Supracondylar Fracture of the Humerus in Children

 

Supracondylar fractures constitute approximately 50% of all elbow fractures. The supracondylar region is thin and weak and thus it can fracture easily.

Fracture Types:

  1. Extension fracture
  2. Flexion fracture

Extension type fracture:

  • Most common type (95-98%)
  •  Occurs due to falling onto an outstretched hand.
  •  The distal fragment displaces posteriorly.
  •  Anterior interosseous neurapraxia (AIN) is the most common nerve palsy occurring with supracondylar fractures.
  •  Injury to the anterior interosseous nerve will lead to weakness of the flexor digitorum profundus muscle to the index finger and the flexor pollicis longus (FPL) muscle.
  • The patient cannot do the OK sign or bend the tip of his index finger.
  • Radial nerve neurapraxia is the second most common palsy and is evident by weakness in wrist and fingers extension.

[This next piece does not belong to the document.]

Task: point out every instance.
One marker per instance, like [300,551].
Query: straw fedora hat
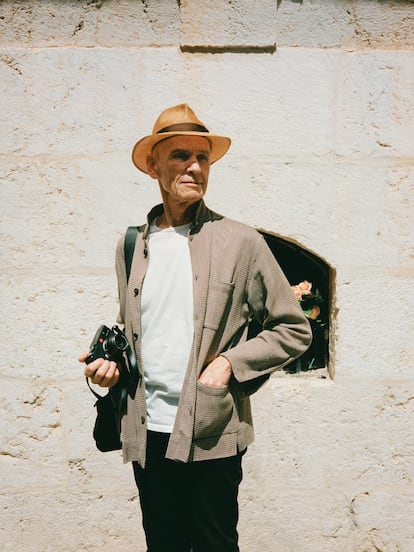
[179,120]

Extension-type-supracondylar-fracture

 

Flexion Type Fracture:

  • It is rare and occurs due to falling directly on a flexed elbow.
  • The distal fragment is displaced anteriorly.
  •  This type of fracture may be accompanied by Ulnar nerve neurapraxia.
  •  Injury of the Ulnar nerve will lead to loss of sensation along with the little finger.
  •  Later on, the patient may also have weakness of the intrinsic hand muscles and claws.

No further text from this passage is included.